Today the production is done completely using functions written i PL/pgSQL functions which rely heavily on PostGIS 3.1. Doing all the processing in PostGIS sped up the whole process. It still takes 4 minutes and 36 seconds to process grids from level 1 to 7 for Tanzania. Doing that for all African countries takes a lot of time.

Coding functions in PLpgSQL. (Image by author)

Using a couple of evenings this last week I completed the processing and can now present QDGC-files for all African countries. The raw files are distributed in geopackage format. To save space they are compressed using 7-zip program.

The 54 files for Africa in compressed format are a total of 1.2 GB. The uncompressed size is around 32 GB.

Sharing using Zenodo

Where I earlier relied on distributing the files from my own website, I have now moved on to sharing them through Zenodo.
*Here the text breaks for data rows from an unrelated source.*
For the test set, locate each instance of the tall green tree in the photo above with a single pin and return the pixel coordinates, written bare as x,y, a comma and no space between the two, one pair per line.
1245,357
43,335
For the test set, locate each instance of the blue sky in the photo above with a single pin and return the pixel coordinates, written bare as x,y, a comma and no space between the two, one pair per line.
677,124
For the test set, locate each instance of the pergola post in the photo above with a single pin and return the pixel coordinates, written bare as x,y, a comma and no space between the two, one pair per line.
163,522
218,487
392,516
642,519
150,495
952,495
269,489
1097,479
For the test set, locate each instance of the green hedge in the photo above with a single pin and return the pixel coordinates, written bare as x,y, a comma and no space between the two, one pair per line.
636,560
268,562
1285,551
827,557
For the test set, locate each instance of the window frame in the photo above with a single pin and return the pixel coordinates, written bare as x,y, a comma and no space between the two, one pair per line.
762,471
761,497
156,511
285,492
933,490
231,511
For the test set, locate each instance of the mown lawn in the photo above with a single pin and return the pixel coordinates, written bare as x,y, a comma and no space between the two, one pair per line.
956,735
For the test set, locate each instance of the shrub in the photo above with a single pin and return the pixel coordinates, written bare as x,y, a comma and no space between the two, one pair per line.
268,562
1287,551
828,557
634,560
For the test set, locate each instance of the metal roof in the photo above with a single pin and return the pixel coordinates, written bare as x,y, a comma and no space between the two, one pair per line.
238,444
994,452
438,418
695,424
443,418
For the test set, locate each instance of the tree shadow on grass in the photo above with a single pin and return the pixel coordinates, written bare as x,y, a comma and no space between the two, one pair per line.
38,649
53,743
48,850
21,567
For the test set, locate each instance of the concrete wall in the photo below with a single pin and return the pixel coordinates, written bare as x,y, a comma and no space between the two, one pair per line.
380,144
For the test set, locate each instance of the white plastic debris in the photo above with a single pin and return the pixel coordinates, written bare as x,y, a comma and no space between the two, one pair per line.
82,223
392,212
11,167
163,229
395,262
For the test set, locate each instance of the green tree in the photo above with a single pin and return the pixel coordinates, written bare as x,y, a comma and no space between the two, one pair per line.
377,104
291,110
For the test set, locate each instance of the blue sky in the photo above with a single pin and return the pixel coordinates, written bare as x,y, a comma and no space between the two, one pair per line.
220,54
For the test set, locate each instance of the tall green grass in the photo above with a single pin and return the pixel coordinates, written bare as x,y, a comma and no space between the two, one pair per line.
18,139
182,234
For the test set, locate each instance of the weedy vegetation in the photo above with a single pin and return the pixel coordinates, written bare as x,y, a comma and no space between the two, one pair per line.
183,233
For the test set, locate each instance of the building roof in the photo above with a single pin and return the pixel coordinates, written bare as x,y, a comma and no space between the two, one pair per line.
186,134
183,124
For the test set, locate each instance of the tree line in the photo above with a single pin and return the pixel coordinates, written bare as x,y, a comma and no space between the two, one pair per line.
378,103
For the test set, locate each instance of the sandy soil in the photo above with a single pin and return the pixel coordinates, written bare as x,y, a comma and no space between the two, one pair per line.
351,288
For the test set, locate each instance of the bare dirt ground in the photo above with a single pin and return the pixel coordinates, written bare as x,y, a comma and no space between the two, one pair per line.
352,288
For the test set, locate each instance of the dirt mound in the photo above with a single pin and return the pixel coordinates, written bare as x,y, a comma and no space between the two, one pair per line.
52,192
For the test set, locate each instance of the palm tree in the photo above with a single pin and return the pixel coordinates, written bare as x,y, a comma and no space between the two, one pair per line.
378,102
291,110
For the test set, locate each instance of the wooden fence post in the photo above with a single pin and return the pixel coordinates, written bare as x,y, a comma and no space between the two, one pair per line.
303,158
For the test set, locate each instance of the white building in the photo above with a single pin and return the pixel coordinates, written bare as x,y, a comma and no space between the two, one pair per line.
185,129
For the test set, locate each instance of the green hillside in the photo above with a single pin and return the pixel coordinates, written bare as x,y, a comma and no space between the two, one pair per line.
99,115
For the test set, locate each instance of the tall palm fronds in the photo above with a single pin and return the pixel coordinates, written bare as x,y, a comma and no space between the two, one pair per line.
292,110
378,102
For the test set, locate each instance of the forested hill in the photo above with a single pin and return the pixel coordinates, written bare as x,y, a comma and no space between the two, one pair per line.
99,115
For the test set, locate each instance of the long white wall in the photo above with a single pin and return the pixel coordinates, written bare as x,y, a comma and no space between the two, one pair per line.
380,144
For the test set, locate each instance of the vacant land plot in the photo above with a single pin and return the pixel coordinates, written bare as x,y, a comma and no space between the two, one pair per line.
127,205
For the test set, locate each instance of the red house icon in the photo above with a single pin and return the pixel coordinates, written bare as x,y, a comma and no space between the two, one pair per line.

The OpenAIRE project, in the vanguard of the open access and open data movements in Europe was commissioned by the EC to support their nascent Open Data policy by providing a catch-all repository for EC funded research. CERN, an OpenAIRE partner and pioneer in open source, open access and open data, provided this capability and Zenodo was launched in May 2013. (Source https://about.zenodo.org/)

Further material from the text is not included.